The 12-member Federal Open Market Committee (FOMC) will meet today and tomorrow to set targets for credit conditions in the next several weeks, and will also establish preliminary money-growth objectives for 1985.
While the Democratic gathering is sure to be more colorful, the FOMC sessions will have a significant impact on the course of the economy in coming months. The monetary policy directions the FOMC sets play a key role in determining how fast the economy grows and whether the growth will be accompanied by inflation.
''It will be a pretty important meeting,'' says Deborah Johnson, economist at Prudential Bache Securities Inc. With the US economy growing faster than many forecasters had expected, the session's outcome will let analysts see if ''the Fed, in an election year, is strict as far as wanting to keep inflation down,'' she says.
At this week's meeting, many forecasters expect the Fed to react to strong economic growth and tighten up on credit conditions a bit in the near term. ''The result would be some upward pressure on short-term interest rates,'' says Harold C. Nathan, a vice-president at Wells Fargo Bank in San Francisco.
But other analysts expect no change in short-term Fed policy. Alan Sinai, chief economist at Shearson Lehman/American Express Inc., lists several factors that point away from the Fed's tightening credit: noninflation-adjusted growth in the gross national product of 8 to 9 percent; M-1 and M-2 (money supply) within Fed targets; and ''bank system fragility.''
A minority of Fed-watchers are recommending - but not predicting - easier credit conditions to avoid a period of deflation, a period when the purchasing power of money would rise. They point to the drop in gold and certain other commodity prices and the soaring value of the dollar on foreign-exchange markets.
While the Fed's plans for the rest of 1984 are a matter of debate, most economists expect the monetary authorities to set somewhat lower targets for money growth in 1985 - perhaps half a percentage point or so on the various money measures - than were in effect this year. The Fed's aim, these analysts say, is to slow economic growth, as excess capacity in the economy diminishes and the economic recovery ages.

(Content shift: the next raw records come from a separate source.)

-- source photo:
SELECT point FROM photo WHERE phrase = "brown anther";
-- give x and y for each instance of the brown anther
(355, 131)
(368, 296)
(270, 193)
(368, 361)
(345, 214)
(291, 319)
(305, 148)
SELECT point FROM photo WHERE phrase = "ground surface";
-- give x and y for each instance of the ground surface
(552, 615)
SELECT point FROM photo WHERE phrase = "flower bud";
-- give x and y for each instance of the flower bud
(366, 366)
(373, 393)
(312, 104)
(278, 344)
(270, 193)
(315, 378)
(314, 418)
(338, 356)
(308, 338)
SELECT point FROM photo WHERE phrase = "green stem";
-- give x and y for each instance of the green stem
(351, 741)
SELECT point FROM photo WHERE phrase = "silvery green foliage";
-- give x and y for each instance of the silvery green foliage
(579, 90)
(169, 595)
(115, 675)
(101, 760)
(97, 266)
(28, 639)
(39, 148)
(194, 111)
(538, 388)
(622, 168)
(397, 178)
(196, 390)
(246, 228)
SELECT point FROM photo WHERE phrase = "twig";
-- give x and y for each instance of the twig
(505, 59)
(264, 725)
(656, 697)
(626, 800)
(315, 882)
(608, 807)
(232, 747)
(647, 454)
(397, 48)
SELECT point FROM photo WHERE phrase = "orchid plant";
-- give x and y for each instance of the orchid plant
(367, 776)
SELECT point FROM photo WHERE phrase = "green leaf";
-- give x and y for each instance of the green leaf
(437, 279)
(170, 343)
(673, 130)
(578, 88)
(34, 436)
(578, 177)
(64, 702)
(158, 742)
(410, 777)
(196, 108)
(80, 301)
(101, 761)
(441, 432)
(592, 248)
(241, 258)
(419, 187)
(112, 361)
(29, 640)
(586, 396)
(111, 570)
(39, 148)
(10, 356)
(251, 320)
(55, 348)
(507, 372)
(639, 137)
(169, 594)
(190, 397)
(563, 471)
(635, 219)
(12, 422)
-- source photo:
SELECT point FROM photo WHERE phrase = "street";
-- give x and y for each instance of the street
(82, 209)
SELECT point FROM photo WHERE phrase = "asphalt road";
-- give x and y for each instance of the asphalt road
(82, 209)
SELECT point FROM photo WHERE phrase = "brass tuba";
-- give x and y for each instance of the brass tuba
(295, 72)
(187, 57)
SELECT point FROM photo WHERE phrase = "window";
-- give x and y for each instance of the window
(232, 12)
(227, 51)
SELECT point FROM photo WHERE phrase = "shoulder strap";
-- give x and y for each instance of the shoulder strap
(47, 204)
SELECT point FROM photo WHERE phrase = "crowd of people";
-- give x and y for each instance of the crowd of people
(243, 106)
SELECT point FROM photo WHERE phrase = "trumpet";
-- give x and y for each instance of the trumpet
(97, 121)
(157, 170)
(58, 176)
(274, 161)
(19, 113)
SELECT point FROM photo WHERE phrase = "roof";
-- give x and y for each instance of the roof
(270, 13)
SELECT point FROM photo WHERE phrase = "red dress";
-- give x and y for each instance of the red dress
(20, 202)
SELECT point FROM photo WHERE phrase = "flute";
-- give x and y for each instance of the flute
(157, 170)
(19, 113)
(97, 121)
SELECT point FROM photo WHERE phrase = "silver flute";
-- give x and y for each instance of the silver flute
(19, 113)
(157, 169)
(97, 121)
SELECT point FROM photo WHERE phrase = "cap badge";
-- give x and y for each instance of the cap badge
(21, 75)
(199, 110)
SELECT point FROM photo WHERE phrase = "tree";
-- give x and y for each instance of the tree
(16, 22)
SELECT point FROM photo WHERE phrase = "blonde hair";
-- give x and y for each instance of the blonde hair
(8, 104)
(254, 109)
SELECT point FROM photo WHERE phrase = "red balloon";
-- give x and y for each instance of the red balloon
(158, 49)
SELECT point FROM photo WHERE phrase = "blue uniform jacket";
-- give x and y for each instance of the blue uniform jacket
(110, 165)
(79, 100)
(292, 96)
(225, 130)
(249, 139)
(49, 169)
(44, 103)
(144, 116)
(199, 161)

The Fed's policy choices are constrained by conflicting goals. Monetary policymakers are expected to try to steer a course between a desire to slow the economy's growth to prevent inflation from reigniting, and the need to keep interest rates from rising so much that Latin American debtor nations plunge into default and drag some US banks down with them.
Signs of the economy's continuing strength came Friday, when the government reported that retail sales rose at a seasonally adjusted 0.8 percent, while industrial production posted a 0.5 percent gain. Inflation, as measured by the producer-price index, was well behaved, with finished-good prices in June unchanged for the third consecutive month.
Those analysts who expect the Fed to tighten money supplies at this week's meeting are not predicting a radical shift in policy.
''Further modest restraint will probably carry the day,'' says Paul W. Boltz, vice-president of T. Rowe Price Associates Inc. He sees the FOMC ratifying an increase of one quarter to one half a percentage point in the upper range for the federal-funds rate, the fee banks charge each other for short-term loans. When the federal funds rate rises, banks typically raise the rates their customers must pay for loans.
FOMC members may have talked by telephone in the last two weeks and agreed to let the federal-funds rate rise. Fed funds averaged 11.25 percent in the week that ended Wednesday. The last ceiling announced by the Fed was 11 percent, Mr. Boltz notes.
''They are not going to tighten overtly (at the FOMC meeting), they already have. They did it in a telephone conversation in the last two to three weeks,'' adds David Berson, a Fed watcher at Wharton Econometric Forecasting Associates. He expects the new Fed fund's ceiling to be set at 12 to 12.5 percent, and he predicts that within the next two months, short-term interest rates will move up by half a percentage point. By year's end, he sees long-term government bonds yielding over 14 percent. Thirty-year Treasury bonds closed last week priced to yield 13.05 percent. Prudential Bache economist Johnson expects long-term government bonds to hit 15 percent by the year's end. She also expects the Fed to lift the discount rate from its current 9 percent level to 9.5 percent. The discount rate is the fee the Fed charges member banks for funds they borrow and is important as a signal of Fed policy intentions.
The slightly tighter monetary policy many observers expect to come from this week's FOMC meeting will follow what most analysts say was earlier tightening action taken at the FOMC's May 22 meeting. The FOMC meets in secret and issues minutes of its meetings only on a delayed basis.
Some clues as to the current direction of Fed policy will come July 25 when Federal Reserve Board chairman Paul Volcker testifies before the Senate Banking Committee.